As president of investment bank Rainmaker Securities, whose focus includes private equity markets — it facilitates transactions in about 1,000 stocks — Anderson has a front-row seat to one of the most nail-biting moments in secondary market history. And right now, he suggests, the narrative has three protagonists: Anthropic, OpenAI and SpaceX.
But the story is more complicated than the headlines suggest.
Anderson’s reading on Anthropic is consistent with what Bloomberg reported earlier this week: Demand for the company’s stock has become nearly insatiable.
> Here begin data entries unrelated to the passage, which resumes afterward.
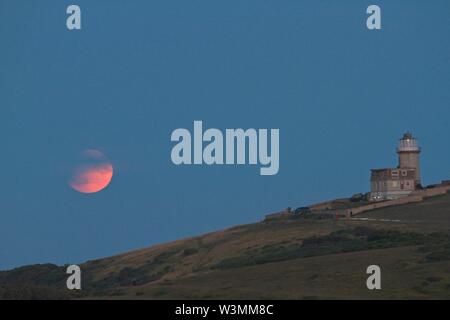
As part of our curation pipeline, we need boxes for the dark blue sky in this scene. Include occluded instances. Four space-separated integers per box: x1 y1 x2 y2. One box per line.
0 0 450 269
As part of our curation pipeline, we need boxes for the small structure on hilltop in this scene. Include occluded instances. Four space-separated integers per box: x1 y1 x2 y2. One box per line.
369 132 422 201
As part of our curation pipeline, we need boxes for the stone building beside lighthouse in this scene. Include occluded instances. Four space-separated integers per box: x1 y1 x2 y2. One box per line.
370 132 421 201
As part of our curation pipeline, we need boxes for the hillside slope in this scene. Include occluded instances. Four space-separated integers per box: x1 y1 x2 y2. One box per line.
0 194 450 299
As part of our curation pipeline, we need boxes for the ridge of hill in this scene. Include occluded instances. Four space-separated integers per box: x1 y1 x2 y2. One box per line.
0 193 450 299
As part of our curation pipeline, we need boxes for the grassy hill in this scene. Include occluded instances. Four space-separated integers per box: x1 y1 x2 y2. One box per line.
0 194 450 299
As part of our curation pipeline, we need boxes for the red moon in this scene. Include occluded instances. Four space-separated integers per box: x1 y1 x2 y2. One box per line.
69 149 114 193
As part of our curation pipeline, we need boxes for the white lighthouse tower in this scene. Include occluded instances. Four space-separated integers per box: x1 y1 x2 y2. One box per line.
397 132 422 187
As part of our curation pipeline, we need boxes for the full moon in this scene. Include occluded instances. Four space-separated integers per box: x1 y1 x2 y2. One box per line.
68 149 113 193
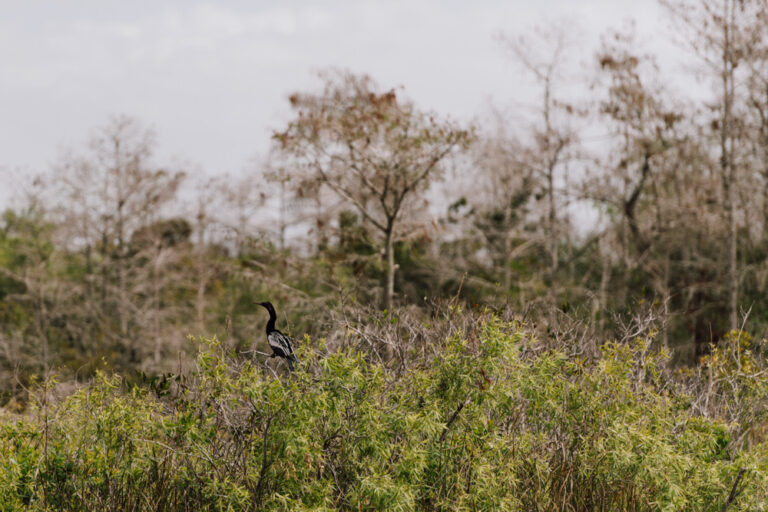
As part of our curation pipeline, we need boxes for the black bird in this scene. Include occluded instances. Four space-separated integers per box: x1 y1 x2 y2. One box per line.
257 302 298 370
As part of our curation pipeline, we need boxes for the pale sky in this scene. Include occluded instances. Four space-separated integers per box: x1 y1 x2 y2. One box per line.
0 0 669 191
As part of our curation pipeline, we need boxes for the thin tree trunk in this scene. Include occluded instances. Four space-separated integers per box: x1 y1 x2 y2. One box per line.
384 222 397 311
720 0 739 330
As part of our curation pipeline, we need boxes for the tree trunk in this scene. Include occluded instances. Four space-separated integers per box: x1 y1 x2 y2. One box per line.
720 0 739 330
384 222 397 311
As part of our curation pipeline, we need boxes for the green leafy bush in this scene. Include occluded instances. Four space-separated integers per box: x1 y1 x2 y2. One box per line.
0 318 768 511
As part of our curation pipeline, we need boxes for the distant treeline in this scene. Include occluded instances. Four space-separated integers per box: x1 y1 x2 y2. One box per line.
0 0 768 402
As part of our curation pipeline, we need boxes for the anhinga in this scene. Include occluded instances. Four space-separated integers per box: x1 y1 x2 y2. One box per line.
257 302 298 370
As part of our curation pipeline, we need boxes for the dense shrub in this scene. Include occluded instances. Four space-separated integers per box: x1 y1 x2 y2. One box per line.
0 318 768 511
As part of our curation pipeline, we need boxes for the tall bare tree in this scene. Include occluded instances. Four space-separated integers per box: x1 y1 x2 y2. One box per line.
274 73 471 309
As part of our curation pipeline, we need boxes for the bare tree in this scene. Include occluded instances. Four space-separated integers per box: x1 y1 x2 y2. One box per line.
274 73 471 309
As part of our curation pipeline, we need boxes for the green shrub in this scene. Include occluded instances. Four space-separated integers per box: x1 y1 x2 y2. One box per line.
0 318 768 511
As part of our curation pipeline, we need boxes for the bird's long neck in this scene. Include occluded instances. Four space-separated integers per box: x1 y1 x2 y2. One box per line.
267 308 277 334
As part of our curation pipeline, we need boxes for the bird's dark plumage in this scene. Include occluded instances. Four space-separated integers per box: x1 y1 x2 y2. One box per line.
257 302 298 369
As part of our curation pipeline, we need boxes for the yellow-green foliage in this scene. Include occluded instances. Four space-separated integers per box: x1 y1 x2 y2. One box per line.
0 320 768 512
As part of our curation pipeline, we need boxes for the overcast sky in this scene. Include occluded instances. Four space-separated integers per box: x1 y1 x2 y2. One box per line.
0 0 667 185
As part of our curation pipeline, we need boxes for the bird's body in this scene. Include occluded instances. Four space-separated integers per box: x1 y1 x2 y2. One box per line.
258 302 298 369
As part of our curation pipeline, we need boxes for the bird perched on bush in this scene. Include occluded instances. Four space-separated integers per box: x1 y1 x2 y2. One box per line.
257 302 298 370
Bloomberg quoted Ken Smythe, founder and CEO of Next Round Capital, as saying that buyers had indicated to his outfit that they had $2 billion in cash ready to deploy in Anthropic, although about $600 million in OpenAI shares that investors are trying to sell have not found takers.
Anderson sees something similar at Rainmaker. “The hardest stock to pick up on our marketplace is Anthropic,” he told TechCrunch yesterday afternoon from his home in Miami. “There are just no sellers.”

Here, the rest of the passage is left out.